When you deal with Microsoft on an issue with their development tools, due to their size and widespread acceptance in the marketplace, they are under tremendous pressure to make sure that any changes, such as service packs, are only sent out at defined times. This can mean a long wait for a fix, but the Mono team can get updates out in a much quicker timeframe.

For example, with the Mono for Android 1.0 release that shipped this week, there was a problem in my voice recognition and driving direction app. This application worked perfectly in the final preview two weeks ago. Joe Hill from Novell emailed me about a small update on Wednesday evening. I installed it and my voice recognition and driving direction application worked properly again.

What I am getting at is that the Mono team is able to address issues quickly and get those fixes out to the marketplace. This has happened with MonoTouch and I suspect that this will happen with Mono for Android as well.

This biggest limitation that I have found is that the Android emulator is definitely wanting. This is something outside the control of the Mono team. I wrote a pair of blog posts on how to get around this: Android Emulator - Increasing Performance Suggestions for MonoDroid and The Android Emulator Keyboard

MD: Any thoughts on the Visual Studio integration and how effective it is?
WM:I think the Visual Studio integration is a good first step.

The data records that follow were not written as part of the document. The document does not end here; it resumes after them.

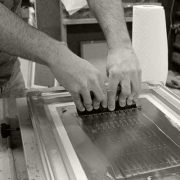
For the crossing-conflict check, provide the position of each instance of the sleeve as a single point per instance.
(73, 6)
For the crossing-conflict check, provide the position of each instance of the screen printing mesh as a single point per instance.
(130, 140)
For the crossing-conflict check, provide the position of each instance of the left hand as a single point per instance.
(123, 69)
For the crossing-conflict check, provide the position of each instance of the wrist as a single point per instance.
(54, 53)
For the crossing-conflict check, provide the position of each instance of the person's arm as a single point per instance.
(122, 65)
(75, 74)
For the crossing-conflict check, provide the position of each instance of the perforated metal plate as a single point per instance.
(138, 143)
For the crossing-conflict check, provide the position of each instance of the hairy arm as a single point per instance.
(122, 65)
(75, 74)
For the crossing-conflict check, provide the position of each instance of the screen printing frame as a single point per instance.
(51, 135)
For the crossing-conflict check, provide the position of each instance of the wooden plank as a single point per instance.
(33, 162)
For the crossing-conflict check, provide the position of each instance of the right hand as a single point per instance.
(80, 78)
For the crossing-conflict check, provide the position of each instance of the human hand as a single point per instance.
(123, 69)
(81, 79)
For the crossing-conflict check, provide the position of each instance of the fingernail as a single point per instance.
(111, 108)
(129, 102)
(81, 109)
(96, 107)
(89, 108)
(122, 104)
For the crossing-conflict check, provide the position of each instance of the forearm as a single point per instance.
(20, 39)
(110, 15)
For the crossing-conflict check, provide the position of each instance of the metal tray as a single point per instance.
(139, 143)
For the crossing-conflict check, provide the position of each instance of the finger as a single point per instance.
(100, 95)
(125, 92)
(96, 104)
(87, 101)
(111, 93)
(78, 102)
(132, 99)
(136, 82)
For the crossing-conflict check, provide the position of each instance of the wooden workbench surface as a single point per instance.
(12, 162)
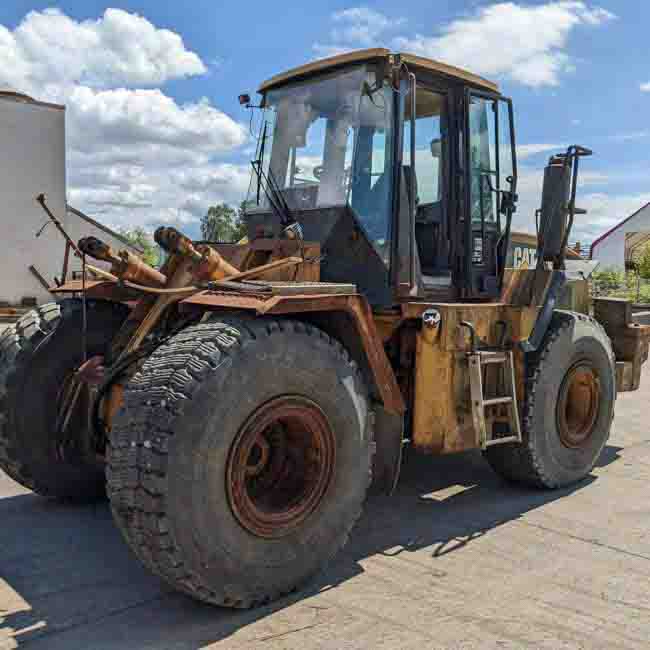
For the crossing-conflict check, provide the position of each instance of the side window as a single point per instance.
(482, 159)
(429, 134)
(491, 169)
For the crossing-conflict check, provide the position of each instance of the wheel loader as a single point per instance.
(238, 403)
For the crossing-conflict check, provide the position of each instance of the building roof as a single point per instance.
(359, 56)
(12, 95)
(616, 227)
(104, 228)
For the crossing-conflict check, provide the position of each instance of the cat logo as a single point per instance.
(524, 257)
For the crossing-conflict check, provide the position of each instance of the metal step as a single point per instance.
(477, 361)
(493, 357)
(502, 441)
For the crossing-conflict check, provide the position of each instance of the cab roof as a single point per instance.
(359, 56)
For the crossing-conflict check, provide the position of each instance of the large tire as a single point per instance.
(567, 416)
(172, 465)
(36, 356)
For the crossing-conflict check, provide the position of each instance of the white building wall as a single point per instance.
(610, 252)
(32, 146)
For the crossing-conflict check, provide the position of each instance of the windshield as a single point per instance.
(327, 142)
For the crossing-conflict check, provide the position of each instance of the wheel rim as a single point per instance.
(280, 466)
(578, 405)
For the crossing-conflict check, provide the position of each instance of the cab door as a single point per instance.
(490, 179)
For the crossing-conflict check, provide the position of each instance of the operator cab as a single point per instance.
(402, 168)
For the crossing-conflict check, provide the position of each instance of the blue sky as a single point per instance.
(155, 133)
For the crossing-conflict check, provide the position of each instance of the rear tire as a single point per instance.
(570, 394)
(36, 356)
(241, 458)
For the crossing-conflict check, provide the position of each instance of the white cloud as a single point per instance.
(525, 43)
(134, 117)
(606, 210)
(50, 49)
(527, 150)
(126, 138)
(357, 27)
(362, 25)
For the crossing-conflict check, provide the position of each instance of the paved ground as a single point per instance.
(455, 560)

It allows Mono for Android to fit into the Visual Studio ecosystem easily. Overall, I have found it to work very well. I am able to write an Android application and run it in the emulator or on a device and see what is happening fairly easily. The only plug-in that I use is SVN and Mono for Android integrates with it perfectly. Other people in the mailing list are reporting that Visual Studio plug-ins work properly.

Admittedly, the Mono for Android debugging integration is problematic in the 1.0 release. Many users, myself included, are reporting poor performance and numerous timeouts in Visual Studio debugging. I fixed this when I got an update to my four-year-old development system. I suspect that the debugging will improve shortly similar to how MonoTouch initially shipped with no debugging support, and about six weeks afterwards the Mono team shipped an update with debugging support.

MD: What stands out as a key flaw or missing feature of the new release?
WM:I think the biggest missing feature at this point in time is the lack of a visual designer. Most developers are familiar with the concepts and greatly depend on them. A design surface allows a developer to get up to speed quickly. But a design surface is not perfect, and many advanced developers don't use them. The beginning developer can work around this by using DroidDraw to get up to speed. It's not an "in the box" solution, but it's a solution none the less. I used DroidDraw when I started with Mono for Android last summer in this exact scenario.